なんで「『減速エネルギー回生システム』の最適化」を宣伝しないの

 私は、見栄えよりも、実質的な機能を重視する人間なので、「『減速エネルギー回生システム(高効率発電制御)』の制御変更による最適化」というのがどの程度のものなのか、ということがずっと気にかかっていました。
 それが本当に効果的なものなら、旧型を買った人間として悔しい気がしたからです。
 でも、この改変は、プレスリリースには取り上げられているのに、販売促進の人が参考にするであろう資料には、全く取り上げられてはいません。
 効果がそれほどの、「言うに足りないものであった」ということなのでしょうか。でもそれにしても、「省略=コスト削減}よりも、「改良」に当たる部分をしっかりと見せるのが商売の常道でしょう。それなのに、効果があるかないかは別としても、改良を目指した改変を、このように全く宣伝しないのですから、「改悪だ」と騒がれても仕方がないのではないでしょうか。
 私自身は、今回のマイナーチェンジは、よくなったところと、省かれたところと、コスト的にはどっちもどっちなのかなと思います。いわゆる、「行ってこい」というやつです。

Bluetoothが使えない

 11.5型の総合カタログを見ていると、外部リンクシステムのusb端子や、Bluetooth接続が、MMCSナビには標準でついてくる旨の記載があります。
 ところが、私がもらった2010年10月発売のCHAMONIXのカタログには、これらがメーカーオプション42,000円になっています。
 うかつにも今になって気づきましたが、CHAMONIXについてくるナビは、2010年6月発売の11型からMMCS搭載車に標準装備となったusb端子や、Bluetooth接続を省いた廉価版だったのです。

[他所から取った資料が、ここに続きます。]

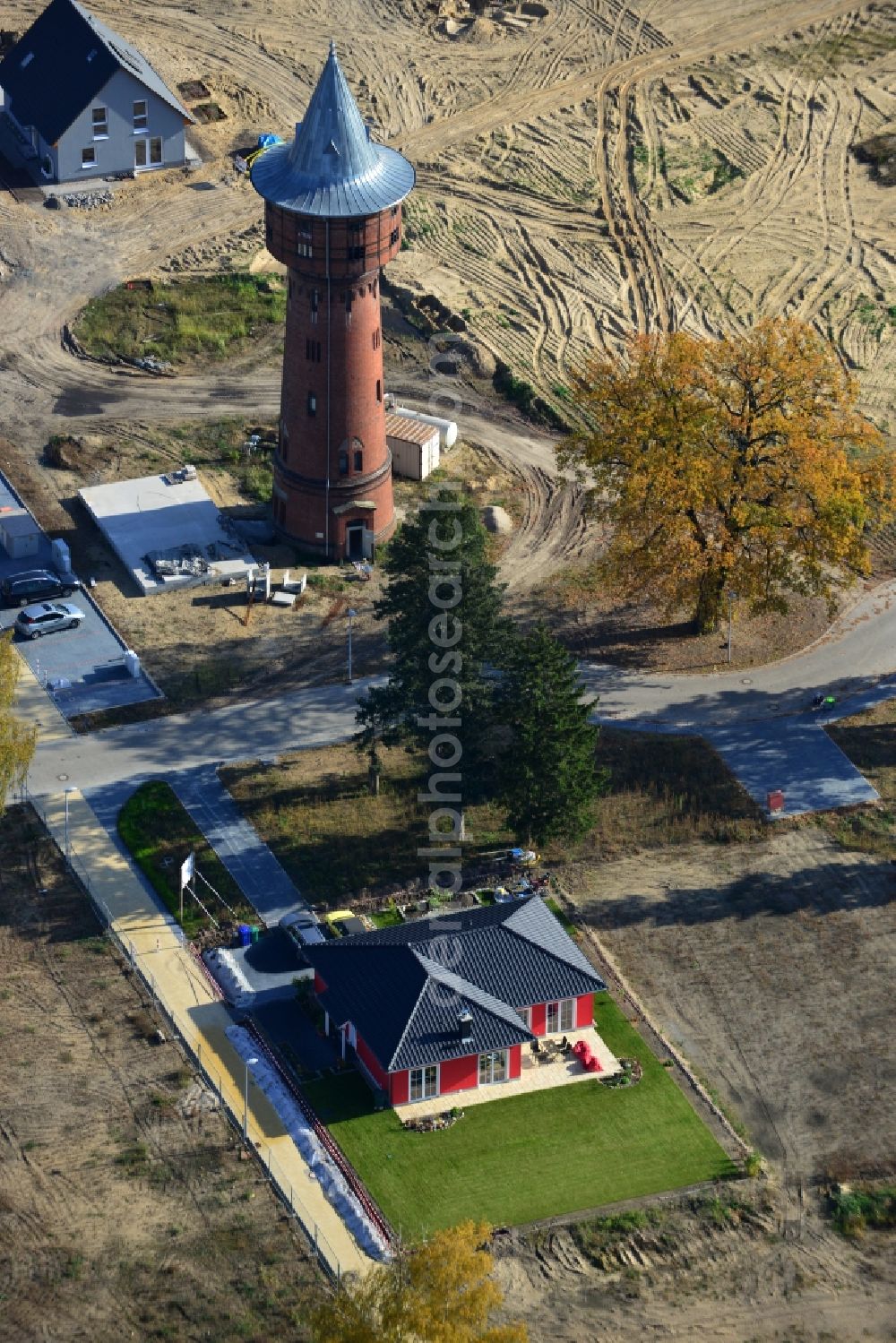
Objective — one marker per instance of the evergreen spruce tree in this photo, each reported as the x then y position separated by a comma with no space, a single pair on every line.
443,605
548,772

つまり、CHAMONIXのナビは、カタログ価格367,500(414,750)円の通常のものではなくて、そこから42,000円分の装備を省略したものでした。
 ということは、CHAMONIXのお買い得度を計算する際にも、その分のお金を割り引いて考えなければならなかったわけです。
 このような仕様は、Bluetooth接続が不要な人にとっては、廉価でMMCSを手に入れる方法ではあるのでしょう。
 しかしこの機能は、他車には付いているわけですから、買ってしまった者に「安物を買ってしまった」という意識を植え付け、「それがいやなら42,000円のオプションをつければ」と誘いにかかるきわめていやらしい手口のような気がします。
 メーカー側がBluetooth接続の機能を省いてコストダウンできる額は、おそらく1万円もないでしょうから、たったそれだけのコストダウンをして消費者の劣等意識をあおり、何人かに42,000円を払わせるよりも、そんなけちなことはせずに大盤振る舞いした方が、遙かに企業イメージがあがると思うのは貧乏根性の抜けない私だけでしょうか。

なんで使えもしないスイッチが初めからついてくるの

 Bluetoothが使えないのは、元々それの必要性を感じていたわけではなし、カタログにもそう明記してあるわけですから、「初めから無かったのだ」と思えばあきらめがつきます。しかし、ハンドルには下部にハンズフリーの携帯電話用のスイッチが使えもしないのについてきます。
 これを使おうとすれば、メーカーオプションで、携帯電話とつなぐ携帯キャリアー別(つまり、ドコモとかauとかの別)に、接続コードをディーラーで1万円近く出してつけてもらわなければなりません。しかもこれは、携帯をコードでつないで初めて機能するようですから、Bluetooth接続のように、車内に置いてあればよいものなどとは訳が違います。
 このように標準仕様では全く無意味で、ディラーオプションで1万円も出して追加装備をしても、メーカーオプションでつけたときとは、決定的に機能が劣るものしかつけられないようなもののスイッチが、初めからついている車というのは、購入者をばかにしているとしか思えません。
 いや、どんなものでも、上級機種でしか機能しない、下位機種では使えもしない機能を制御するためのスイッチが残っている製品なんて、そうそう見つけることができるものではありません。
 そういう意味で、使えもしない便利そうな臭いのするスイッチがこれ見よがしに付いている製品なんて、金額の多寡(たか)を問わず、私には初めての経験でした。
 Bluetooth接続が別売なら別売で、メーカーオプションなのですから、スイッチが違うハンドルを、オプションごとにメーカーで用意するというのが、当たり前の対応のはずです。
 数千円の家電製品でもこんなお粗末なことは普通あり得ないわけですから、300万円以上する車で、こんな手抜きは許されません。

Bluetoothをハンドルスイッチで使いたいなら

 Bluetoothをハンドルスイッチで使いたいなら、在庫整理のCHAMONIXを安く買ってはいけません。11型の旧型を買って、11型と11.5型の仕様の変化よりも、無意味なハンズフリーのスイッチがこれ見よがしに付いていることの方が、よっぽど私にはこたえました。
 イヤホンマイクでよいなら、Bluetoothでハンズフリーできる製品を2,000円程度でどこでも入手できます。ですから、実質的なことを考えれば、そんな機能などついていなくて十分なのだと私も思います。しかし、この無意味に付いているスイッチを生かそうとして、「昔IOデータから、D5用のBluetoothの無線キットが出ていたようで、それならハンドルのスイッチが生かせるそうだから・・・・・・」という思考になるような人は、11型のCHAMONIXには引っからない方が賢明です。
 後日、社外のBluetooth車載ハンズフリーキットを取り付けました。